The Snow Queen

Auf der Suche nach erträglicher Weihnachtsmusik hatte ich mich bereits Anfang November an die neue Winter-CD von Sting gemacht, immerhin ein umsichtiger Musiker, der nicht leichthin in Kaufhausgedöns verfällt. Weihnachtslieder waren es dann doch. Interessanter kamen schon seine Dowland-Interpretationen daher und brachten mich auf einige persönliche Intonationsideen, die ich aufgrund einer heftigen Grippeattacke dann aber doch mal wieder nicht umsetzen konnte.

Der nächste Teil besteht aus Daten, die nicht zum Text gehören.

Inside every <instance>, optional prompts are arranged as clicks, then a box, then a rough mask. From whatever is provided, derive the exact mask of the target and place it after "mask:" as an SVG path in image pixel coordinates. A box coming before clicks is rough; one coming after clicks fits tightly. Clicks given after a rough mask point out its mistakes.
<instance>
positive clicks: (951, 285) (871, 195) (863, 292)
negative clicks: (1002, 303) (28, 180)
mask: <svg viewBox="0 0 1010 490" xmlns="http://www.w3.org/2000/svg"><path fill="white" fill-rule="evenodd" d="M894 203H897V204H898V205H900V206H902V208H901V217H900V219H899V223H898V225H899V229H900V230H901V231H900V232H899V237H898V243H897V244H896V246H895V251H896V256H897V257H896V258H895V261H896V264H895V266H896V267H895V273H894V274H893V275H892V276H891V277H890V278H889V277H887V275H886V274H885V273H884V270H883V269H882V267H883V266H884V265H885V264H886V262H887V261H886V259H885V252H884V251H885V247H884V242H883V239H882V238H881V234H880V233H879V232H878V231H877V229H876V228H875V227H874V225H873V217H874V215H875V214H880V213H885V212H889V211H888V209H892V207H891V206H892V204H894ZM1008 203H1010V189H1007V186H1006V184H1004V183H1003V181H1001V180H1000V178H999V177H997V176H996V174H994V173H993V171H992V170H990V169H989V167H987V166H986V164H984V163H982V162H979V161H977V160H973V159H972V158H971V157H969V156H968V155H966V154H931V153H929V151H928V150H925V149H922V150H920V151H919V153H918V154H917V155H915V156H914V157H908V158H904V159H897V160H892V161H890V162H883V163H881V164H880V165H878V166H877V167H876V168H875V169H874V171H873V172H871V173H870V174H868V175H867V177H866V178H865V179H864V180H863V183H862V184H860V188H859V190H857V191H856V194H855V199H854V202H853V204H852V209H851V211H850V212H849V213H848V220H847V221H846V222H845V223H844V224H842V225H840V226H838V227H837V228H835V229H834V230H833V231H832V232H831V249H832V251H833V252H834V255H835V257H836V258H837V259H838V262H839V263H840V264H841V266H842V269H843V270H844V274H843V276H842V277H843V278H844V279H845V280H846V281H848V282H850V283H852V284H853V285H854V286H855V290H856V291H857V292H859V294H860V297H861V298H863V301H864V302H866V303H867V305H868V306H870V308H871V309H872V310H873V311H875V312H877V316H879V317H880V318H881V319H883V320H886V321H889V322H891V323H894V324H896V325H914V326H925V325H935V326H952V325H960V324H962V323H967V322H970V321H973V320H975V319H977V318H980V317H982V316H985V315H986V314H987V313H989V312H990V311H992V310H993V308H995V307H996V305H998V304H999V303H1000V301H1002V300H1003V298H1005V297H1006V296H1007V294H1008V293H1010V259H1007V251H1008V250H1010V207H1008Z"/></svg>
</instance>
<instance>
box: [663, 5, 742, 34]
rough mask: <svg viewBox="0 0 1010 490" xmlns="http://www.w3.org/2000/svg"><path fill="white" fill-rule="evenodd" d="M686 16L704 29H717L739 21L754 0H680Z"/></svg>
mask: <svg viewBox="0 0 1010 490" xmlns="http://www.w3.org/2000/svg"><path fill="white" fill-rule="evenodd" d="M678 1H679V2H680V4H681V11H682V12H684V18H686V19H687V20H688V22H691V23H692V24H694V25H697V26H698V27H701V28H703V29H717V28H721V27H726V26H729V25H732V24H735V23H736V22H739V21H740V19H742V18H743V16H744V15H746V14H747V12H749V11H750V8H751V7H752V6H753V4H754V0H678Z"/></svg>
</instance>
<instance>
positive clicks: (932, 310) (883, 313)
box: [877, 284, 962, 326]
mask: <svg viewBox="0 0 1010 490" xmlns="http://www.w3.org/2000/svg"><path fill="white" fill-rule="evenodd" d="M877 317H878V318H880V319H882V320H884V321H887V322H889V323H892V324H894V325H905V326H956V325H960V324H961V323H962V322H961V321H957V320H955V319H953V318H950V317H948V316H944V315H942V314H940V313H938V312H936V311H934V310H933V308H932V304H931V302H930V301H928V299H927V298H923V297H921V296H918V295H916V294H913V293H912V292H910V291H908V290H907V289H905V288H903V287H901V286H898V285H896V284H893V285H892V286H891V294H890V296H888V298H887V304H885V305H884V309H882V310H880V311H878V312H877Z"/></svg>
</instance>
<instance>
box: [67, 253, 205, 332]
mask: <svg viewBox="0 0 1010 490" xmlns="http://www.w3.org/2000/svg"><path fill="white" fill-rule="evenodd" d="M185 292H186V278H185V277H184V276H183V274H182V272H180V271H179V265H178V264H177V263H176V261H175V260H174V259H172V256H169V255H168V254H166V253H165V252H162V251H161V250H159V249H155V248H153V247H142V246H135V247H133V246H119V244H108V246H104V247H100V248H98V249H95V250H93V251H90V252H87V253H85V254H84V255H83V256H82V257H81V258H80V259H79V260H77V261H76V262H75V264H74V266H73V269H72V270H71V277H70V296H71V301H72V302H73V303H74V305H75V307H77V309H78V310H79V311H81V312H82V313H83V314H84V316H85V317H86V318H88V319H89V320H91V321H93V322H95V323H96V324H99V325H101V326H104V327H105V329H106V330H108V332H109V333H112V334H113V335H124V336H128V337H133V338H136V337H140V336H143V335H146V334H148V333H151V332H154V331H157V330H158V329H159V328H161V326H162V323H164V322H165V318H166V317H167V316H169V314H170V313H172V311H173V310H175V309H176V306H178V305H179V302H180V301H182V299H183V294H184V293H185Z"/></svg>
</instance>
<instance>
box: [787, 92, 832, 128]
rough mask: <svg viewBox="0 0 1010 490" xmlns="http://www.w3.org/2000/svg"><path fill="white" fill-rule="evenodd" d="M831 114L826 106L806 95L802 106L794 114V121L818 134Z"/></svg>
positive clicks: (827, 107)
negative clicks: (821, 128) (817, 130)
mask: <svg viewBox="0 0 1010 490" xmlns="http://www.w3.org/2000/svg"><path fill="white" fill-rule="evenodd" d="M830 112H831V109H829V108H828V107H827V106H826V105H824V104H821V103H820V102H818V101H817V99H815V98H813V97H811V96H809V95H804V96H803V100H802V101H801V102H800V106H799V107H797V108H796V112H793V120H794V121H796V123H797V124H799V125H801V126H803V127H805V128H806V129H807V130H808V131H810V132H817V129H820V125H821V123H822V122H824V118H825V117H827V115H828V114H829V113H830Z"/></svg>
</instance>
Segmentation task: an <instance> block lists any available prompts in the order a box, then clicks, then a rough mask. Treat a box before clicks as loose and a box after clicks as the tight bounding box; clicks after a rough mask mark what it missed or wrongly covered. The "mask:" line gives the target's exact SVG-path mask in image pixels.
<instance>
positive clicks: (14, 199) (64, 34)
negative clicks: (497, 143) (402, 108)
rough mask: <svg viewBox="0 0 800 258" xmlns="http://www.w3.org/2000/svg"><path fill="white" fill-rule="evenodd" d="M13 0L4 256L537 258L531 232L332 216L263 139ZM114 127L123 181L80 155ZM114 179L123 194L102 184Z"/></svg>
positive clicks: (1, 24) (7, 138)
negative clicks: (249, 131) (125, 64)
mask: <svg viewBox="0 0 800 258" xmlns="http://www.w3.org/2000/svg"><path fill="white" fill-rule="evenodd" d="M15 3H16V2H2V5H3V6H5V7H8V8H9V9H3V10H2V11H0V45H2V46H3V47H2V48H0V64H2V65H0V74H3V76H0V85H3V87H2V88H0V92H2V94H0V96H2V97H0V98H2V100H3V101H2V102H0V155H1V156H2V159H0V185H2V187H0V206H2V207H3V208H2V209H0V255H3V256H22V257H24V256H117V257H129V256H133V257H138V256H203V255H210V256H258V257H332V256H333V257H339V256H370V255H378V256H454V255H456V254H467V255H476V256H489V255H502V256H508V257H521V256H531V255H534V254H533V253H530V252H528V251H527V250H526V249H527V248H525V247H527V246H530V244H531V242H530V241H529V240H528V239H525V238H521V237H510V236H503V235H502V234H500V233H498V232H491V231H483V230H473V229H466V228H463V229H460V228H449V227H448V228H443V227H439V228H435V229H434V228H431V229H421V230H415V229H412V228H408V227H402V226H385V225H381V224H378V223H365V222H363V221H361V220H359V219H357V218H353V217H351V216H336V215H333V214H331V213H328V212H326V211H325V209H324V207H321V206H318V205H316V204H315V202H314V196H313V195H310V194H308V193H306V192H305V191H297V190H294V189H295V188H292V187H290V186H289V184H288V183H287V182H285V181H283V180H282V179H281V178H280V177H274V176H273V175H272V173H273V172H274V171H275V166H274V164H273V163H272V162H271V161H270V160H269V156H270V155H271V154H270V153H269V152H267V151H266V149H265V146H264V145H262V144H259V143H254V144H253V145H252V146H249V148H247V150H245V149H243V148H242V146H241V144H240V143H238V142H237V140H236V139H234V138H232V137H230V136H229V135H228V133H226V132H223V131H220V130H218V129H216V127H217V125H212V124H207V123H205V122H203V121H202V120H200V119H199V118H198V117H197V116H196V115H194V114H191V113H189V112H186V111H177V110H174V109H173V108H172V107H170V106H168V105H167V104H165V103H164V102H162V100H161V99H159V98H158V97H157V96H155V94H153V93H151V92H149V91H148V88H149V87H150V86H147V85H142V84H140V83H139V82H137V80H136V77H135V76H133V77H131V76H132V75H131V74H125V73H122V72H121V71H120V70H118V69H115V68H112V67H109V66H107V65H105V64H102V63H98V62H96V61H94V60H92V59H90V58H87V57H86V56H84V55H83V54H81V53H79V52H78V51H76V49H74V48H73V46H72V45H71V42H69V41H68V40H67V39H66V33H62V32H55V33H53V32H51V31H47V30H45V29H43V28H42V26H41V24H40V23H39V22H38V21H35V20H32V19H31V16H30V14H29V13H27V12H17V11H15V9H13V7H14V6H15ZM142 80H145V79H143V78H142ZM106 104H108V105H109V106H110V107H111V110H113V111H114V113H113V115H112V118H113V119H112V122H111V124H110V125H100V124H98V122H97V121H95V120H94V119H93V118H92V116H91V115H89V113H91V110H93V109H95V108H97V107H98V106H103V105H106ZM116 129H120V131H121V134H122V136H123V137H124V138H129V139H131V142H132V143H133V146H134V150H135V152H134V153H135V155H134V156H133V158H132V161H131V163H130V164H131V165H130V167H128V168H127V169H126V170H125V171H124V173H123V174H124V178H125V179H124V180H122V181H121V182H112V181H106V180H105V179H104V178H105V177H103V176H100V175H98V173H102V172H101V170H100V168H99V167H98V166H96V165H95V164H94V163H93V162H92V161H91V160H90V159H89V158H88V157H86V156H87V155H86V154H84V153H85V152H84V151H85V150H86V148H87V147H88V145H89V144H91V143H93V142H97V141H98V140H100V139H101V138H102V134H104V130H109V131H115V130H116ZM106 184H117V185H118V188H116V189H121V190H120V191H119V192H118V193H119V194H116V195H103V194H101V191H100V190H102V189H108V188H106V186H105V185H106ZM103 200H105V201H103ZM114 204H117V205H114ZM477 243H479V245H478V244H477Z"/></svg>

Mitte Dezember stieß ich dann tatsächlich auf ein interessantes Weihnachtsmärchen, „Die Schneekönigin“ von Hans Christian Andersen, in einer finnischen und einer britischen Adaption. Letztere, „The Snow Queen“, wartete in ihrer filmischen Umsetzung mit interessanten visuellen Effekten, minimalistischer Schauspielerbesetzung und – mal wieder – Patrick Steward im Hintergrund, interessanten poetischen Seiteneffekten auf. Die Musik stammt von Paul K. Joyce. Während die deutsche Synchronisation, obwohl sie nicht schlecht ist, gerade beim Libretto auf das seichte Niveau von Disney-Derivaten abdriftet, bleibt die englische Originalversion der Tradition des britischen Weihnachtsmusicals treu. Musikalisch trägt Joyce gerade bei den Orchestersuiten etwas viel Schmalz auf, doch die Kombination teils minimalistischer Zwischensequenzen und klassischer englischsprachiger Lyrik verleiht dem Ganzen insgesamt poetische Tiefe.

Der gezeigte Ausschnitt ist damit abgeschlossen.